Now, that was pathetic.

“You had a mother,” she said. “I didn’t. I mean, not after she died.”

Eva’s delicate face hardened. “How true. You didn’t have to watch your mother trembling with anxiety as she rushed to do your daddy’s bidding because she was scared to death of him. Count your blessings.”

“Scared?” Ann forgot her own preoccupation. “You mean…?”

“He hit her? Sure he did. Carefully,” the other woman said, with something approaching hatred icing every word. “He wouldn’t want anyone to see a bruise and ask questions.”

Remembering Rochelle Verger’s damaged face, Ann felt the grip of rage. “Did he hurt you, too?”

“Once. That was the only thing that stiffened Mom’s spine. She told him if he ever touched me again, she’d take me and leave. He scoffed, but I think he believed her, because he never did. We had horrendous fights when I got old enough to scream back at him, and a couple of times he lifted his hand, but he always thought better of it.”

“Wow.” Food forgotten, Ann stared at Eva. “I never knew.”

“I was ashamed.” Eva gazed with seeming blindness at her salad plate. “I never told anyone. My friends knew he and I fought, but I never told them that sometimes, when he got mad enough at me, he took it out on Mom.”

Shock whammed her like a steel door of which she hadn’t stepped clear. “Oh, no! Eva…”

This new friend offered a twisted smile. “Pretty sick, huh?”

“You’re making me glad he had plenty of time to know he was going to die.” Seeing Eva wince, Ann closed her eyes. “That’s a horrible thing to say about your father. I’m sorry.”

“No. Don’t apologize. When I said I hated him most of the time, I meant it. Once I left home we worked out a civil relationship, but my teenage years were hell. I was so full of anger I couldn’t restrain myself, and then the next morning I’d see Mom moving stiffly and I’d know.” She shuddered. “I despised myself and him both. I was mad at her, too, for taking it. I will never understand…” Eva stopped.
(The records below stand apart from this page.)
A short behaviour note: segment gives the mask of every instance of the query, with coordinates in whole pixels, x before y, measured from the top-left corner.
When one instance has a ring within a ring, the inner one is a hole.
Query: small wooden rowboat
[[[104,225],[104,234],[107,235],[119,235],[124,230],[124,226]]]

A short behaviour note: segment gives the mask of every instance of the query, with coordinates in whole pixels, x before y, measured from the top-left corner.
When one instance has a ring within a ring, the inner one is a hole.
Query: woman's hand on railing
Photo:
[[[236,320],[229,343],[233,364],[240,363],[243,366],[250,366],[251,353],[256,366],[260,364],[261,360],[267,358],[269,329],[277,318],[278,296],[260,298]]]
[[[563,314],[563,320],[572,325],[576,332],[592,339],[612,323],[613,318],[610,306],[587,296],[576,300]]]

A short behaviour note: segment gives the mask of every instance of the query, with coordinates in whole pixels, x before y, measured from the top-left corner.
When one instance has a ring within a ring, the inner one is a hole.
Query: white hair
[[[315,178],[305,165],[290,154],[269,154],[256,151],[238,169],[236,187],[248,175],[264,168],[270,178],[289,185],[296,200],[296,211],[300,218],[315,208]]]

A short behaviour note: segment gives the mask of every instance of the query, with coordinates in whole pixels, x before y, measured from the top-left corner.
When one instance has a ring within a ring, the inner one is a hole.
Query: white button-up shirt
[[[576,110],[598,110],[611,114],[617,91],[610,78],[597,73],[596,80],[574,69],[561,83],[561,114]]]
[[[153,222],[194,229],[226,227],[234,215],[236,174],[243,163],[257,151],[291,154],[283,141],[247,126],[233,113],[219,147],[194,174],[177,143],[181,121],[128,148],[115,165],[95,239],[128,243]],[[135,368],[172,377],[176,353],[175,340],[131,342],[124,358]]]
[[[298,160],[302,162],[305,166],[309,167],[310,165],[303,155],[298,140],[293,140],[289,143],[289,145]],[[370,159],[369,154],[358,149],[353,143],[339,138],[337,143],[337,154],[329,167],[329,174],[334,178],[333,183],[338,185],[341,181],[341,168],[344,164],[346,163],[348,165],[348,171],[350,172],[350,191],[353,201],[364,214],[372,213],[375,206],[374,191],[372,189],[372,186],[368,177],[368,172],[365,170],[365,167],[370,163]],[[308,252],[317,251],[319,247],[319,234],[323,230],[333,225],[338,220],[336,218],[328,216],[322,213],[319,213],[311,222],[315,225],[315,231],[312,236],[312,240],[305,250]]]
Let out a breath. “Mom won’t even talk about it.”

Ann bit her lip. “I almost envy you, being able to hate him like that. I’ve spent most of my life trying to figure out why nothing I ever did made my dad proud. Even when he did give a compliment, it was embedded with an insult. This time I’d done okay, unlike my usual, was always implied. I don’t remember him ever, once, telling me I was great at something.”